We each build walls to protect ourselves

Monastery

by

Eduardo Halfon

I read and reviewed his Polish Boxer late last year and was mightily impressed. In this his second book Halfon continues his flowing disjointed stream of stories. Are they biographical or not? Big question! They are however all about identity.

In the first chapter entitled “Tel Aviv was an Inferno”  we see the young man from Guatemala visiting Israel for his sister’s wedding. He is repulsed by the ultra conservative group she is marrying into – he fails  to see the young girl he recalls from their youthful days in the bewigged adult woman before him. As he leaves the ultra orthodox community, stones are flung at his taxi because taking a car is forbidden on Shabbat. The anti Arab sentiment he encounters in another taxi reminds him he is 3 parts Arab, 1 part Polish – his grandfather being an Arab Jew from Beirut, his grandmother an Arab Jew from Alexandria, his other grandmother an Arab Jew from Aleppo. He recounts his trip to the Wailing Wall , its touch only feeling of stone – which prompts the recall of his previous trip to the last remnants of the ghetto wall in Warsaw and the imagery it inspired in him. What touching something signifies also come up in his second chapter, entitled “Bamboo”, after the bamboo cage in which a poor indigenous family keep their son  - mentally ill or alcohol dependent?  As readers we never know the cause, neither does Halfon’s narrator, who wants to feel the reality of the bamboo, to not feel his own or his country’s indifference to such a situation. In the third chapter, entitled The Birds are Back, he feels like he wants to hug old Don Juan Martínez after the old coffee farmer has told him why has farm was called  San Andrés, why each of his 5 daughters were named, but does not say why his murdered son was so named – “I suddenly thought I saw his eyes begin to get misty, but the kitchen was dark and smoky and I couldn’t be sure. We kept silent for a moment, and I got a fleeting urge to hug Don Juan Martínez. Maybe for consolation. Maybe for his nostalgic tone and his sad and subtle sense of humour. Or maybe for reasons much more my own.”

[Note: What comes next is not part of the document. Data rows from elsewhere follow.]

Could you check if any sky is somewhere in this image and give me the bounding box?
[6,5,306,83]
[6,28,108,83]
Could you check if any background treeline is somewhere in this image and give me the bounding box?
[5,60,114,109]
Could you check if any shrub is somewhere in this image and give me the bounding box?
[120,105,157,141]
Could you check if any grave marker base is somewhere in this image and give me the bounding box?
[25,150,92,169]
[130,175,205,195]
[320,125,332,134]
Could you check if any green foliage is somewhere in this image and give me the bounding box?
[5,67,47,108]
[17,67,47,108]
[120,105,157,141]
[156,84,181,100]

The chapter entitled “White Sand, Black Stone”  to me seems to epitomise Halfon’s style. Ostensibly an account of him crossing the land border between Guatemala and Belize, it is a series of discrete yet connected snapshots of life and coincidence, mixed with memory (his grandfather’s ring) , imagination ( how the ring got to Central America) with metaphor (the captive macaw with his own need for flight from the coincidently  (or not) pursuing immigration officer). His crossing of the border at Melchor de Mencos recalled my own same crossing ten years ago. I liked this chapter/story very much.

The final chapter entitled “Monastery” is at one level the account of Halfon’s escape from gong to his sister’s wedding instead going to the beach with Tamara, an Israeli girl he had once met in Antigua, Guatemala. In it he returns to his thoughts about walls as they pass the separation well between Israeli and Palestinian areas. He recalls the various stories of how individuals escaped from Nazi persecution and death, surrounding themselves with walls of protective lies, dressing up as Germans (his friend’s grandfather), Catholic Christians (the family of Polish writer Jerzy Kosinski), taking false names and identities, including the touching story of a Jewish family who transformed their boy in to a Catholic girl and left her at a Monastery to be the only one to see out the war safely. “A wall is the physical manifestation of man’s hatred of the others” “ A wall is never bigger than the spirit it confines”.

ashramblings verdict 4* - I think that Halfon’s writings are quite distinctive and ripe for academic analysis, but they still make for a very interesting read because of their individuality whilst addressing issues we all have in common, namely one of identity in a global world. I look forward to more being translated into English.